I let these revelations sink in. The dark fairy was indeed very powerful, to be able to insinuate herself into other people’s dreams. She had to have mastered illusion. She would try to trick me.

But it also meant something else. It meant that I’d already beaten her, hundreds of times. I grinned and stood a little straighter.

The fairy spoke again, “Do not be overconfident. Whatever she has planned is what she has saved for last. It won’t be easy.”

As soon as she finished speaking my dream plunged into darkness and I heard a new voice. It was heavy, like grinding stones.
“You have a choice, my dear,” she said.

“Have I? And what kind of choice is that?”

“I will show you,” she said.

The darkness of my dream world swirled into color. She showed me myself, lying in a bed, my hair fanned out across the pillow. An unfamiliar man bent down and kissed me. In the vision I awoke and the two of us headed down to the throne room. We were married and I could see the crowds of the kingdom rejoice but I could also see the despair in my own eyes. I saw an entire life lived devoid of joy. Of adventure. Of love.

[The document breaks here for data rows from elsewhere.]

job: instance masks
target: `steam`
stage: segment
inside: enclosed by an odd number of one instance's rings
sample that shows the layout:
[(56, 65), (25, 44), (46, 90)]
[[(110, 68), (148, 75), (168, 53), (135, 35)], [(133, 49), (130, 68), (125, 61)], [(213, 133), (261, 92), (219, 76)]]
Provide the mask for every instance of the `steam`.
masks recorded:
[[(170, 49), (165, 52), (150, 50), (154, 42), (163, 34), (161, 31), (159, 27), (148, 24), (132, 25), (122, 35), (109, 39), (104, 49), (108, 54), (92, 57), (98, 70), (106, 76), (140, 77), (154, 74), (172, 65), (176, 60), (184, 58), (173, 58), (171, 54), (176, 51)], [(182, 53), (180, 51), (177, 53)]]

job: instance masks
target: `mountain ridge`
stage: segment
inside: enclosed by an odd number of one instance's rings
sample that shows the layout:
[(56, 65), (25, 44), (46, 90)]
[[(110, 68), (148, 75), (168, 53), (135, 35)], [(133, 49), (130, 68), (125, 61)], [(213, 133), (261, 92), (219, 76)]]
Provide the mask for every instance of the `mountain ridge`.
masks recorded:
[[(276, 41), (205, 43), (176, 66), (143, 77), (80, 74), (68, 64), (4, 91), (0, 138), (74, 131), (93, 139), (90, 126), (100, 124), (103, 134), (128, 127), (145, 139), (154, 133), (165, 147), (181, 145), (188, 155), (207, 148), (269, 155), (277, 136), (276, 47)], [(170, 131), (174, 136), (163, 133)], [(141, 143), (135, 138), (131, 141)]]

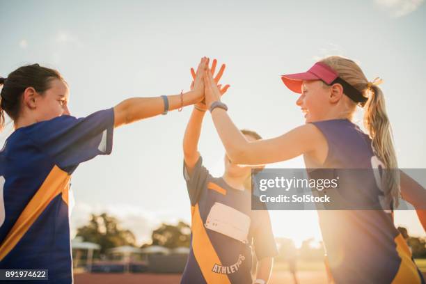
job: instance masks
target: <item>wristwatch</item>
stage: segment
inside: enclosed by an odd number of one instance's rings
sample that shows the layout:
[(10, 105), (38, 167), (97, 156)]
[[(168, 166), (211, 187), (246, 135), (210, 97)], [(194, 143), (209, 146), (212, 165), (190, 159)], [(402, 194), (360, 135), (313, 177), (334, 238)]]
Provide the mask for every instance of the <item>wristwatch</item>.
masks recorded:
[(211, 113), (216, 107), (228, 111), (228, 106), (226, 106), (226, 104), (223, 104), (221, 101), (213, 102), (213, 103), (210, 105), (210, 109), (209, 109), (209, 111), (210, 111)]

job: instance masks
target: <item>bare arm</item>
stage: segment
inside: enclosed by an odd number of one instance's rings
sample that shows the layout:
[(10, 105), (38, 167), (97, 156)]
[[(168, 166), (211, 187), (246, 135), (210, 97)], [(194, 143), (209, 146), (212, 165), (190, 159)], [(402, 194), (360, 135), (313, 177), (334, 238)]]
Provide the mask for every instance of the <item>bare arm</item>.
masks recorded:
[[(207, 72), (205, 73), (204, 81), (206, 103), (210, 107), (213, 102), (220, 100), (220, 95)], [(323, 161), (328, 151), (325, 138), (311, 124), (297, 127), (274, 139), (248, 141), (225, 110), (214, 109), (212, 118), (228, 155), (237, 164), (258, 165), (275, 163), (306, 153)]]
[(268, 283), (272, 272), (274, 265), (274, 258), (265, 258), (259, 260), (258, 264), (258, 271), (256, 279), (262, 279), (265, 283)]
[(194, 108), (185, 129), (183, 141), (184, 159), (189, 175), (192, 174), (192, 170), (200, 157), (198, 140), (205, 113), (205, 111)]
[[(183, 106), (194, 104), (202, 98), (202, 96), (194, 91), (185, 93), (183, 94)], [(182, 106), (180, 95), (169, 95), (167, 99), (169, 111)], [(158, 116), (164, 111), (164, 102), (161, 97), (132, 97), (125, 100), (114, 106), (114, 127), (118, 127), (143, 118)]]
[(403, 171), (401, 171), (401, 195), (410, 203), (426, 231), (426, 189)]
[[(212, 74), (214, 74), (214, 70), (217, 64), (216, 59), (213, 60), (212, 63)], [(225, 70), (225, 64), (222, 64), (217, 75), (214, 78), (216, 84), (219, 82), (223, 71)], [(192, 74), (192, 78), (195, 80), (196, 74), (194, 69), (191, 68), (191, 72)], [(221, 85), (219, 85), (220, 89), (221, 95), (223, 95), (228, 88), (229, 85), (226, 85), (223, 88), (221, 88)], [(194, 82), (191, 85), (191, 89), (194, 88)], [(189, 121), (185, 129), (185, 134), (184, 136), (183, 141), (183, 150), (184, 150), (184, 159), (185, 161), (185, 165), (188, 174), (191, 175), (192, 170), (195, 164), (196, 164), (198, 158), (200, 157), (200, 152), (198, 152), (198, 141), (200, 139), (200, 134), (201, 133), (201, 125), (203, 124), (203, 118), (207, 111), (206, 106), (203, 102), (199, 102), (196, 104), (196, 108), (194, 107), (191, 114)]]
[[(204, 95), (203, 72), (207, 68), (208, 60), (203, 57), (197, 68), (194, 79), (194, 90), (181, 95), (167, 97), (168, 109), (173, 110), (181, 106), (194, 104), (200, 102)], [(133, 97), (127, 99), (114, 106), (114, 127), (134, 123), (143, 118), (161, 114), (164, 111), (164, 102), (161, 97)]]

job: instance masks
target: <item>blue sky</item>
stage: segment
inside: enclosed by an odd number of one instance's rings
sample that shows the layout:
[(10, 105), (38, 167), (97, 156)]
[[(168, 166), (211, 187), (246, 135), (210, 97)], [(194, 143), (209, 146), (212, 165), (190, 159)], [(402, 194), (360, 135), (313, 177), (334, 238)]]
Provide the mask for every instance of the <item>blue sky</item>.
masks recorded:
[[(0, 75), (32, 63), (58, 69), (75, 116), (129, 97), (187, 90), (189, 68), (208, 56), (227, 63), (222, 82), (231, 88), (223, 100), (237, 125), (273, 137), (303, 123), (279, 75), (338, 54), (356, 60), (370, 80), (384, 79), (400, 166), (426, 168), (423, 0), (0, 3)], [(189, 221), (182, 139), (190, 112), (116, 129), (111, 155), (81, 164), (73, 175), (72, 228), (106, 210), (142, 242), (161, 221)], [(205, 121), (200, 150), (219, 175), (223, 148), (210, 116)], [(297, 158), (269, 167), (303, 164)], [(320, 237), (315, 212), (271, 214), (277, 236)], [(425, 235), (413, 212), (398, 212), (397, 223)]]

“This is one path,” she said. “And here is another.”

The colors swirled again and I saw Owen and I, jumping from cloud to cloud and sliding down rainbows. I saw us dancing madly around a fire to primal drumbeats. I saw all of the life and happiness that had been missing from the first vision. It pulled at my heart but I already knew the answer to this riddle.

“Will you wake or will you sleep?” she asked.

“I will wake,” I said. “That future you showed me will never happen. Did you think that my time here wouldn’t change me? That I’d leave here docile and simpering? I’ve conquered worlds. I’ve conquered you. When that prince wakes me I’ll simply thank him and send him on his way. I’ll find Owen outside of the dreams and I will shake his hand. I know my strength now. And you do not belong here.”

I used my mind to push against her and she shrieked as the world of dreaming melted away.


I blinked awake to see Owen’s face hovering above mine. I felt a tingling in my lips. I realized that the dark fairy’s vision of the future had been a lie.

“I can’t believe that worked,” he said.

“It’s meant to be a prince that wakes me with a kiss.”

He looked bashful again in a way that was achingly familiar. “Turns out I am a prince. It’s just that, in my dreams, I chose not to be.”
He looked down and traced his fingers over my wrist and then lower to lace his fingers with mine. “I can’t tell you how often I wanted to take your hand in the dreams,” he glanced up into my eyes.

He was a prince. No wonder he’d loved the adventures as much as I had. Life had made prisoners of us both but now we had the rest of our lives to help each other feel free.